Recent examples highlight the difference.

Conservative media personality Milo Yiannopoulos alone has provoked not only half a dozen attempts at banning his speaking engagements at U.S. campus already this year, but two have triggered violence from left wingers, including a shooting.

A group of professors across the U.S. and Canada dedicated to intellectual freedom called The Heterodox Academy has examined data collected over the past 16 years by The Foundation for Individual Rights in Education (FIRE).
The group found 60 percent of the “disinvitation attempts” came from groups to the left politically of the speaker or guest and 30 percent came from the right of the individual. Another 10 percent fit neither category.

Conservative protesters were motivated mainly by guests with offensive criminal records, or their views on abortion or Israel.

The public issues “that have most often produced disinvitation attempts” were “racial issues, views on gender, views on immigration, views on Islam, and local politics.” When the researchers focused on those areas, it found more than 90 percent of the efforts to ban speakers came from the “left of the speaker.”

Additionally, more than 75 percent of disinvitation attempts over civil liberties and views on sexual orientation came from the “left of the speaker.”

The study found the attempts to ban speakers came equally from the left and right until 2010. After that, the left’s involvement grew steadily. Attempts from the right were successful more often in turning away the speaker.

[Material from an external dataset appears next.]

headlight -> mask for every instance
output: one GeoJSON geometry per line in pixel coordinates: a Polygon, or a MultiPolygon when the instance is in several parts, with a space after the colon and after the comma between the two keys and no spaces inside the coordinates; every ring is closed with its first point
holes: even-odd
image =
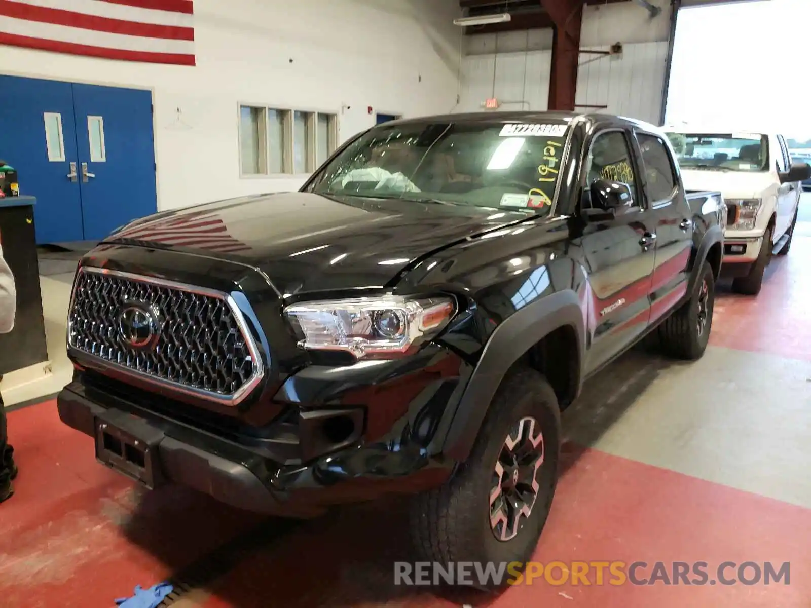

However, when the disinvitation campaigns failed, the left was far more likely to attempt to disrupt the speech.

Moderate disruptions from the left across U.S. campuses outnumbered those from the right in 2016 by 27 to 3. “Substantial” disruptions such as throwing rocks, shouting threats and storming the stage came from the left 21 times in 2016 and only three times from conservatives.

Heterodox Academy and FIRE both believe that knowledge advances best when ideas can compete freely in a “marketplace of ideas,” as FIRE’s vision statement puts it. The vision statement adds that this “cannot happen properly when students or faculty members fear punishment for expressing views that might be unpopular with the public at large or disfavored by university administrators.”

The Heterodox Academy is particularly concerned with the threat to freedom of thought posed by the prevalence of left-wing thinking among university professors. Its website states that “In the 15 years between 1995 and 2010 the academy went from leaning left to being almost entirely on the left.”
A graph on its website shows that in 1989 about 40 percent of academics saw themselves as “far left” or “liberals.” Another 40 percent rated themselves moderates. Only 20 percent saw themselves as conservatives.

Now 60 percent of professors classify themselves as of the far left or liberals. Fewer than 30 percent consider themselves as moderates and just over 10 percent told pollsters they were conservatives.
However, the situation is actually worse, since most of the conservative are in engineering and sciences.

“The percent conservative for the major humanities and social science departments is closer to 5 percent,” the Heterodox Academy states.

Heterodox Academy does not link its finding on left-wing intolerance of visiting speakers to the prevalence of left-wing professors. However, some of those commenting on the group’s website do so.